By Neil Model
Prescription spending used to account for a very small percentage of health care spend. Today, it amounts to over 20 percent, and is rising faster than any other health care cost components. An employer with 1,000 employees may easily generate 20,000 to 30,000 prescriptions per year, so it is important and beneficial to perform an audit of a plan’s prescription program.
In addition to clinical pharmacy management strategies, which I wrote about in “Trimming the Fat: Getting to Lean Pharmacy Spending,” another way for CFOs, as well as HR and benefits managers, to identify cost cutting options is by taking a thorough look at their Pharmacy Benefit Manager (PBM) contract. These contracts are often complex and may require the assistance of a benefits expert versed in the PBM world to fully understand.
PBMs serve as the “middle man” between plan sponsors and insurance companies. They work to alleviate an employers’ administrative burden of processing pharmacy claims and negotiating drug pricing with the pharmaceutical companies. PBMs are compensated in many ways —rebates, administrative fees, pharmacy spread, and probably a dozen other ways. Knowing this will greatly help an employer identify further ways to reduce costs within the contract.
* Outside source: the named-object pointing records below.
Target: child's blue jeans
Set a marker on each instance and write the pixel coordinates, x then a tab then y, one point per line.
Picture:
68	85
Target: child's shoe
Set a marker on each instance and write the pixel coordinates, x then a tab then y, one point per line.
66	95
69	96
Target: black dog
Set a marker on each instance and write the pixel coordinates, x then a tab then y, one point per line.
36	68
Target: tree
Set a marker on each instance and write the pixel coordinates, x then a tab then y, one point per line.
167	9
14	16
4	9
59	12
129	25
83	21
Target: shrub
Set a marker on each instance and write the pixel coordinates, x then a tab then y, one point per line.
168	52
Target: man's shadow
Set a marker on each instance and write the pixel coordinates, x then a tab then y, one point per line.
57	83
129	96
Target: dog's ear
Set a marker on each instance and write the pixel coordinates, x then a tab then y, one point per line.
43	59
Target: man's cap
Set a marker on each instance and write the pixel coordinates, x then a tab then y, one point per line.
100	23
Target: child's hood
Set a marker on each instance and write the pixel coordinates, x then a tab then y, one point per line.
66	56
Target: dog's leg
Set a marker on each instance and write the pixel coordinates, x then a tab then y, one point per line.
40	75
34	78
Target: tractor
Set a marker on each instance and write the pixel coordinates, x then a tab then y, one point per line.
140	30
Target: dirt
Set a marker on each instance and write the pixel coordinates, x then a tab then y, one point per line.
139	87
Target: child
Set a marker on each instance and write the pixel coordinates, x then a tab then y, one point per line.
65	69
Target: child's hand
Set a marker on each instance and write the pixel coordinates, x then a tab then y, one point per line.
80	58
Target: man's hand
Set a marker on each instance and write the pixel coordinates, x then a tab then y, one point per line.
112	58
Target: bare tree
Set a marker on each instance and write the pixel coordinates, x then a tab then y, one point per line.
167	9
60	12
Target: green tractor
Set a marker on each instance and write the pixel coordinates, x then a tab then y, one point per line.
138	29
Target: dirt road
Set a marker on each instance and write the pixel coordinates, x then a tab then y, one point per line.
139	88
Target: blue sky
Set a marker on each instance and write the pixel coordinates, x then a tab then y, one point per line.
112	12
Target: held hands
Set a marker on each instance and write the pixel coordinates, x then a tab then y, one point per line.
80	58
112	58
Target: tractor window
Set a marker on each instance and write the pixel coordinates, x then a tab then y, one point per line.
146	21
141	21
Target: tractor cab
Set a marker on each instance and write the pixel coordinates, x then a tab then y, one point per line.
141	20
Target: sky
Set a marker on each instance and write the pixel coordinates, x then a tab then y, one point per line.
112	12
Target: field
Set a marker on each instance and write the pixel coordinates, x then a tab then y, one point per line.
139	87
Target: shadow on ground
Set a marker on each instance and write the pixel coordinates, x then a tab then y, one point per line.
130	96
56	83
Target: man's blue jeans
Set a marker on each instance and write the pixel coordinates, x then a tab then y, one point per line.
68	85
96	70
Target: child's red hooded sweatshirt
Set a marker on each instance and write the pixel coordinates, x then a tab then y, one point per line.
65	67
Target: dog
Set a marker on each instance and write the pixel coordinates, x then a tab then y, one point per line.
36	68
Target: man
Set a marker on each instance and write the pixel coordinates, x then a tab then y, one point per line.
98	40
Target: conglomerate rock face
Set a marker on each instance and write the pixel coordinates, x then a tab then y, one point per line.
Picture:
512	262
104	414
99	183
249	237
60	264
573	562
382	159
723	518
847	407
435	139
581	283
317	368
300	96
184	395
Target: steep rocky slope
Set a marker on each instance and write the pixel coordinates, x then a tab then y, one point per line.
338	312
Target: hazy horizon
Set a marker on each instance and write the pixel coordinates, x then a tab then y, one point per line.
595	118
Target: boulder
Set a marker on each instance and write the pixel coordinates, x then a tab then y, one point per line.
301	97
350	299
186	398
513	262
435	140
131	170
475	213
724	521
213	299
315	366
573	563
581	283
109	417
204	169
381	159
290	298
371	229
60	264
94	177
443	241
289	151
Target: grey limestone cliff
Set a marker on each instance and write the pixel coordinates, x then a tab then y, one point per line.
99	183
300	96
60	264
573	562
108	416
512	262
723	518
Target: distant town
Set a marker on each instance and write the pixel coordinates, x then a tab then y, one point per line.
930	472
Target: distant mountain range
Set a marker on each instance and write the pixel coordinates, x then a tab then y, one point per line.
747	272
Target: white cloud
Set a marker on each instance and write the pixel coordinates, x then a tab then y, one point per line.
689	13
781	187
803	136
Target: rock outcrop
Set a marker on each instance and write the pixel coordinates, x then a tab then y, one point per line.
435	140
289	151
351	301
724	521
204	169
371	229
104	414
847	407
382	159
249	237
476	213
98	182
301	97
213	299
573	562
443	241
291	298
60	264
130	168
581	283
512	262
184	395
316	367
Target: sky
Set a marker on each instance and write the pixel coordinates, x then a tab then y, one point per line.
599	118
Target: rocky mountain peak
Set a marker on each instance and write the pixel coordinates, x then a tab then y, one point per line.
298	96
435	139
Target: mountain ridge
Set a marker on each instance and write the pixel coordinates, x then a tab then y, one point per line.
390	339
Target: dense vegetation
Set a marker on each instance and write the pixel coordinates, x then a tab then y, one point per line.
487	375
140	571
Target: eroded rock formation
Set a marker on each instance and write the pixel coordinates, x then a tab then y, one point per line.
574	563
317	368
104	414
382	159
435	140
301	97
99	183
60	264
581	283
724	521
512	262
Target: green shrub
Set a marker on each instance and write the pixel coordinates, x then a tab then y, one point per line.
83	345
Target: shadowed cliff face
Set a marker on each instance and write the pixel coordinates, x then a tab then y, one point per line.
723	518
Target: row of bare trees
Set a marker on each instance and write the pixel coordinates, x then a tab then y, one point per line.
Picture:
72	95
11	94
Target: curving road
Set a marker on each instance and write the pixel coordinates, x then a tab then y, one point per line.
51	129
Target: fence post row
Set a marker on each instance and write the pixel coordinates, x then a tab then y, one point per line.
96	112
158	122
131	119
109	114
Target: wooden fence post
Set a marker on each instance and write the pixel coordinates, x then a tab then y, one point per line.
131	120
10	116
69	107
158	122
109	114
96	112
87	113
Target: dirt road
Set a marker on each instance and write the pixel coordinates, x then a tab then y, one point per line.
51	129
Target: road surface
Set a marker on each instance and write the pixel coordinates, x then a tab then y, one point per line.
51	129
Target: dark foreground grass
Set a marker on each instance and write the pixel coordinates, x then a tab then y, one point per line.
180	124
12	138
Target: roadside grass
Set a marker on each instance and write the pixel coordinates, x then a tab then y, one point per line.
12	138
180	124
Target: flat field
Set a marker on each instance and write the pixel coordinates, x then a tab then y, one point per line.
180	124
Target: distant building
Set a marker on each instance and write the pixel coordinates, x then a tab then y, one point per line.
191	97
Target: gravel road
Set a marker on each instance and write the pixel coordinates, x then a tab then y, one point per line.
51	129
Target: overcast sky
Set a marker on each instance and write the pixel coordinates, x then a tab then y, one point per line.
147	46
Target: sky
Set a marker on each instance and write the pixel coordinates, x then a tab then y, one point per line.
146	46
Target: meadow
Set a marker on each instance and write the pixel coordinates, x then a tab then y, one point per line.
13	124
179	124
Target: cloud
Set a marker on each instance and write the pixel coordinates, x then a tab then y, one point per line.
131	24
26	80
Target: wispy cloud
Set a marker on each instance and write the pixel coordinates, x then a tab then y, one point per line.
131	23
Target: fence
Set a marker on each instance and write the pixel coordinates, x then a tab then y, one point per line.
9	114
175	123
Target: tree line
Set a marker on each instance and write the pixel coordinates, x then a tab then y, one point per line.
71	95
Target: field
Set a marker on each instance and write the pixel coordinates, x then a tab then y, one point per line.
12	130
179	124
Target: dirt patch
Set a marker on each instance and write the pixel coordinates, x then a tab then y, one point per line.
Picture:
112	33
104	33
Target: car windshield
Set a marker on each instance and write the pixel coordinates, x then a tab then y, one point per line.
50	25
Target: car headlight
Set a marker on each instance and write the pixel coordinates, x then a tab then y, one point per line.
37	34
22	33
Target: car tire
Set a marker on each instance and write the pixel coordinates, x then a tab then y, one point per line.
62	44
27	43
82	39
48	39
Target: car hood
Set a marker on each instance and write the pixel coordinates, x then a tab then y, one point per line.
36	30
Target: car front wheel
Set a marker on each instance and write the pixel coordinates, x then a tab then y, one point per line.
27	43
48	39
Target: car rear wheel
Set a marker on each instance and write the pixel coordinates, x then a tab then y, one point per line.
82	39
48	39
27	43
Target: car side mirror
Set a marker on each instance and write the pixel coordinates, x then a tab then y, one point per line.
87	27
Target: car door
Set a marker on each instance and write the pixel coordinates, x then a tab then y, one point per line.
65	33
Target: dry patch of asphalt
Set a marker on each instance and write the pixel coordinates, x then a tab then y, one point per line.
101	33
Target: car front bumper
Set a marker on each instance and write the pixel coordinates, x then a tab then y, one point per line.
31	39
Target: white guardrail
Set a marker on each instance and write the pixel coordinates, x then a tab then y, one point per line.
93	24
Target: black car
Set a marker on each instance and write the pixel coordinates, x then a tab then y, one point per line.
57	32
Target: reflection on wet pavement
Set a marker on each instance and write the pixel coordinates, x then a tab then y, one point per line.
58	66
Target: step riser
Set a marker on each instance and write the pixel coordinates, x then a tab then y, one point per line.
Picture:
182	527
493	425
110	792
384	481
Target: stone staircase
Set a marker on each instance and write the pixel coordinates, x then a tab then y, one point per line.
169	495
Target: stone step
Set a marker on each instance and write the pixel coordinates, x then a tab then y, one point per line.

Rebates, while an attractive selling point to plan sponsors, are elusive and very much a mystery. PBMs will offer huge rebates on specialty drugs, which are quite expensive, not uncommonly upwards of several thousand dollars per month’s supply, and no one really knows the base price of any drug. The process by which they determine rebate amounts is lacking in transparency, needless to say, especially in investor-owned companies, where the main focus is boosting the bottom line. Employers often only receive a portion of the actual rebate amount, as the remainder is renamed, so it’s not included in the rebate calculation to the employer.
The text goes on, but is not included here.